5. What's your favorite memory from the Kahn-Rambis era?
Jovan Buha, ClipperBlog: The Darko Milicic signing. Both Kahn and Rambis thought Darko could come in and provide the size, defense, passing and toughness the Wolves sorely lacked. Boy, were they wrong. Milicic played above average defense, at times, but his offensive game was pedestrian and never developed into what they envisioned.
Zach Harper, Daily Dime Live: Kevin Love's double-double streak. Rambis actually started Ryan Hollins over Love for quite a while during his first year as coach. Love is the only player on the roster from before Kahn's tenure, and he happens to easily be the best player on the team. His perseverance through the incompetency that has been flowing through this organization is a testament to his ability and work ethic.
Patrick Hayes, PistonPowered: Hands down, the term-paper assignment. To ask a head coach -- whom you would think is constantly in contact and communicating with a GM -- to write a detailed report on changes he would make if retained seems crazy. Should we assume that Rambis got a bad grade on the assignment?
Bret LaGree, Hoopinion: The Kahn-Rambis Timberwolves went 32-132. There are only least bad memories.
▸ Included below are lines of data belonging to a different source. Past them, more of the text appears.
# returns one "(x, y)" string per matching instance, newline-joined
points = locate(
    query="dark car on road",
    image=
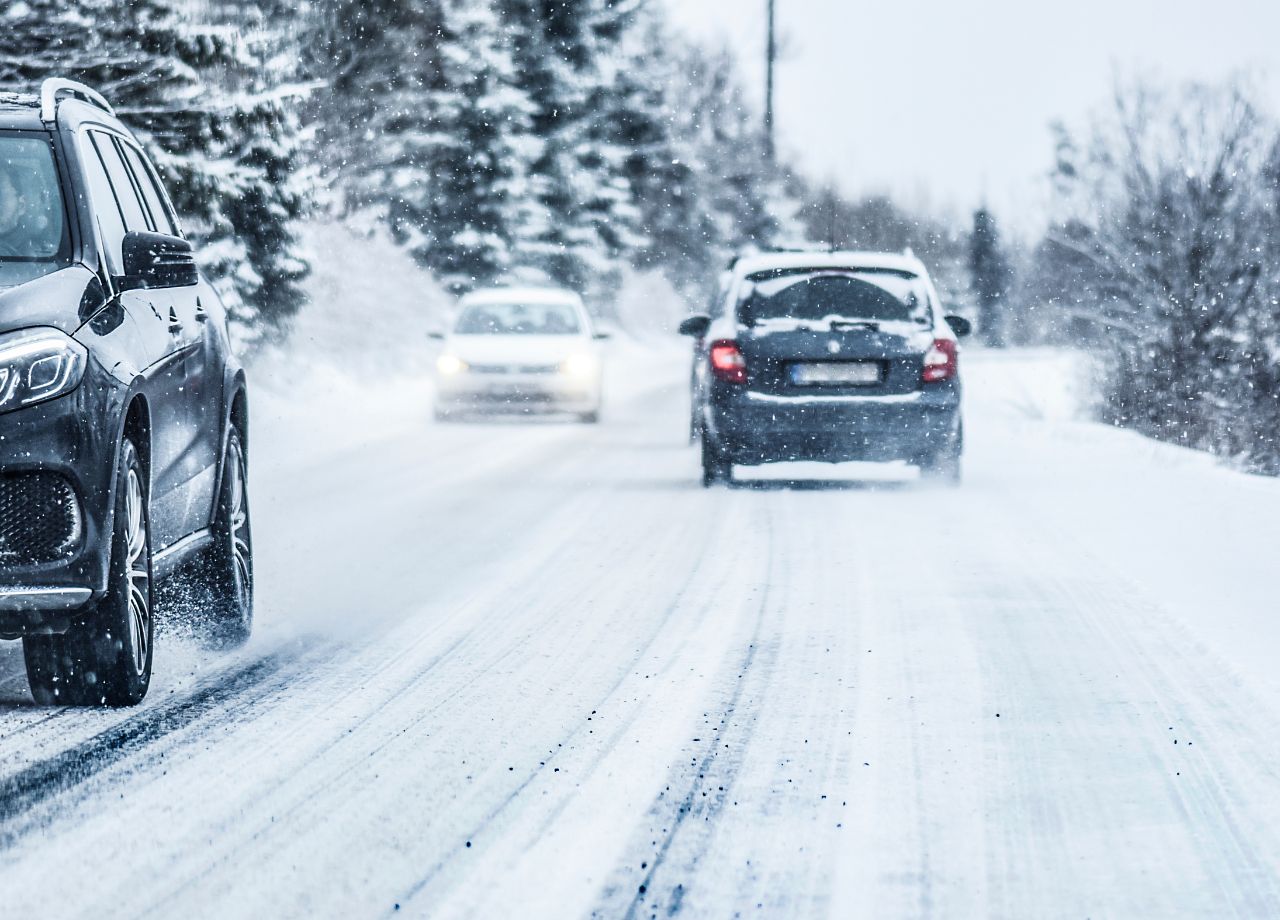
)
(831, 356)
(123, 413)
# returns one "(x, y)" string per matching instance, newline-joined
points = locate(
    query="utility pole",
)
(771, 59)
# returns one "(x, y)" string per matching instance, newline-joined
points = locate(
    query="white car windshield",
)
(519, 319)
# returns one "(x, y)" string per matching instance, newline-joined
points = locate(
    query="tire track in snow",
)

If any good comes out of the Kahn-Rambis era, it'll be -- should they take advantage of them in the context of better teams -- the opportunities Michael Beasley, Anthony Randolph and Anthony Tolliver got to play last season.
Benjamin Polk, A Wolf Among Wolves: It's become a cliché at this point, but at the time Love's 30-30 game was pretty magical. Of course, Love was a McHale pick who was just coming off a Rambis benching, so it's a little hard to consider that a part of the "Kahn-Rambis" era. Also, that seems like thousands of losses ago.
Michael Schwartz, Valley of the Suns: Kahn's summer league proclamation that Darko Milicic was "like manna from heaven" for the Wolves, with passing ability like Vlade Divac. The observation was laughable at the time, and seems even more ridiculous after Darko produced below replacement-level numbers this past season and ranked 25th among centers in assist ratio.